I believe that the concept of being able to download a class lecture ona MP3 player is brilliant.

However, should the MP3 players be provided by the state?  No.  Come on, every kid doesn’t even own a copmuter to download the material.  Plus, how many would actually use it for that purpose.  Spend that money on improving the existing schools.

If Apple wants to work with the schools to have lectures available on iTunes for a fee, great.  Those kids that want to use it could.  Plus, they would have to purchase their own MP3 player.  So, many kids have one now.

Posted by Wen on April 12, 2007 at 9:39 AM (CDT)


First of all, the iPod should be the LAST mp3 player to buy for kids.  Check out the majority of other mp3 players out there- they have things like “recording” capabilities.  My my.  You don’t have to pay EXTRA for add on dongles. 

For anyone to seriously equate an ipod with any sort of laptop is to completely misunderstand the nature and function and capabilities of either item.

Posted by Dave Johnson on April 12, 2007 at 3:55 PM (CDT)

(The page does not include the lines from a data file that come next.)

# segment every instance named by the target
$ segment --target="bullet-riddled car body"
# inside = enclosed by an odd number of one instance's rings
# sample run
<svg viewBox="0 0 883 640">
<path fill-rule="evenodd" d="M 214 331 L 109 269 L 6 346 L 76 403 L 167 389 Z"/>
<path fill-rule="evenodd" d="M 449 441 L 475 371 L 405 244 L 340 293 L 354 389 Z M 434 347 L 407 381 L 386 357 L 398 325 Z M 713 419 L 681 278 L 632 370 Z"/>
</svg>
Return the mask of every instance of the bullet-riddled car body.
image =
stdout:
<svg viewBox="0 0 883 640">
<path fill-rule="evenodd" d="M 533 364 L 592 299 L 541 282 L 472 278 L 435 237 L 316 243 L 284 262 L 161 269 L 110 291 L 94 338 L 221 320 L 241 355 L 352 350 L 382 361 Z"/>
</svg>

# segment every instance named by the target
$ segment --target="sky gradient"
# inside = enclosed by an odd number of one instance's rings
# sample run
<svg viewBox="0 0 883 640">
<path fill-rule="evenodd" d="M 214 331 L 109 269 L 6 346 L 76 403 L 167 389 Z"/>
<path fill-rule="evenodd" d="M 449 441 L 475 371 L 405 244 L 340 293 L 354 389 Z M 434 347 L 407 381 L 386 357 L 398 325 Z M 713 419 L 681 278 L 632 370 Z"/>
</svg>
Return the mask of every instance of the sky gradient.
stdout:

As a senior, in Michigan, about to go to college this fall, I have to agree with the negative responses. I don’t know of ANYONE that would use an ipod for “educational purposes”, and while I own one, I do not think it should be a governmental priority. If we do in fact have this $38 million to spend on education, why can’t we use it to help more students actually afford further education? That’s where I could really use some money. Not on an ipod which would supposedly “enhance” my learning.

Posted by katie on April 15, 2007 at 11:19 AM (CDT)


I believe as a student of North Branch, we should use these devices and it may lower the rate of many people stealing from each other and they could change the programming so it is made just for educational use.